Key Issues Resulting in Conflict.
Economic factors are essential in shaping and worsening the effects and also the extent to which a genocide is carried out. There are four socio-economic factors that shaped the extent to which the genocide spread. First, there was a drop in the prices of coffee in the global market that was accompanied by the devaluation of currency and the inflation of the 1990 (Ordóñez-Carabaño & Prieto-Ursúa, 2021). The Hutus, being farmers, were dependent upon funds that were accrued from the exporting of coffee to the global market. The drop in the prices of coffee thus resulted in poorer economic conditions. The second factor was a structural adjustment program in the sale of coffee that was accompanied by droughts in the southern region that turned into famines (Ordóñez-Carabaño & Prieto-Ursúa, 2021). The drought thus decreased the output of coffee and the famine resulted in the lack of sufficient food supply for the entire nation. The third factor was the outbreak of the war that also drained the resources of the government and it resulted in the creation of refugee camps to the North of Kigali. Finally, there is the paradox of democratization of Africa (Ordóñez-Carabaño & Prieto-Ursúa, 2021). The democratically elected government of the republic was facing opposition within the country though it was already embattled.

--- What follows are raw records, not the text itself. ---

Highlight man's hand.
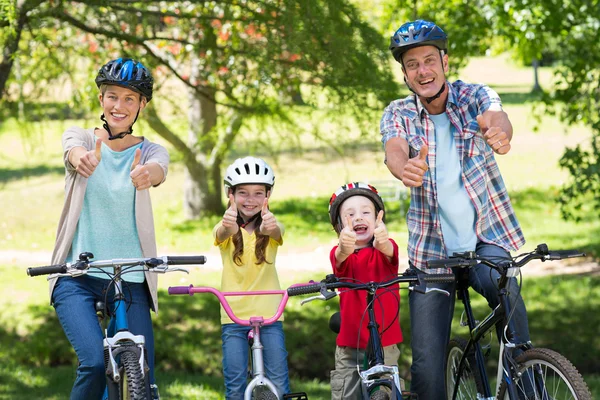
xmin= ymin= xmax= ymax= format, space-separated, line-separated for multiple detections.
xmin=129 ymin=149 xmax=152 ymax=190
xmin=259 ymin=199 xmax=279 ymax=237
xmin=477 ymin=115 xmax=510 ymax=154
xmin=71 ymin=139 xmax=102 ymax=178
xmin=402 ymin=145 xmax=429 ymax=187
xmin=338 ymin=216 xmax=356 ymax=256
xmin=221 ymin=194 xmax=240 ymax=237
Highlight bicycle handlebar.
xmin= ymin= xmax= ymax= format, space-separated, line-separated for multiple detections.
xmin=427 ymin=243 xmax=585 ymax=269
xmin=27 ymin=253 xmax=206 ymax=277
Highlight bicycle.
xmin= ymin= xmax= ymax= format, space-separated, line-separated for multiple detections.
xmin=27 ymin=252 xmax=206 ymax=400
xmin=169 ymin=285 xmax=308 ymax=400
xmin=428 ymin=244 xmax=592 ymax=400
xmin=288 ymin=270 xmax=455 ymax=400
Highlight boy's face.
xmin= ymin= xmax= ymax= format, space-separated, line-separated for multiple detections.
xmin=340 ymin=196 xmax=377 ymax=249
xmin=233 ymin=184 xmax=271 ymax=220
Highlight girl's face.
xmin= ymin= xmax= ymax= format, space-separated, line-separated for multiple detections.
xmin=340 ymin=196 xmax=377 ymax=249
xmin=98 ymin=86 xmax=146 ymax=133
xmin=233 ymin=184 xmax=271 ymax=221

In Rwanda, the terms Hutus and Tutsis refer to more than just ethnic groups; the two terms are constructs that refer to constructed categories that represented different socio-economic position in the Rwandan society. Since the time when the two groups first settled in Rwanda, they had shared resources and engaged in intermarrying (Ordóñez-Carabaño & Prieto-Ursúa, 2021). It is thus uncalled for to suppose that there could be a pure divide in terms of race between them that could be a basis of war. The Belgian reform of the colonial state is what resulted in the reformation of the two tribes with the Hutus being ancient Bantus while the Tutsis were foreign Hamites. The Hamitic hypothesis is posed as a way pf explaining away every aspect of civilization in Africa as being as a result of western influence (Ordóñez-Carabaño & Prieto-Ursúa, 2021). The Hutu and the Tutsis were thus political identities to which the origin of violence can be traced. The genocide in Rwanda was not as a result of two tribes that were fighting as a result of the hatred that they harbored towards each other that would later erupt into irrational violence. It was a planned attack by a group in cahoots with the then president, Habyarimana, who was not pen to sharing his state mandates with members of Tutsi ethicality. In the case of Rwanda however, it was a class war, a conflict of classes that was minutely prepared and which later escalated along the pre-prepared lines.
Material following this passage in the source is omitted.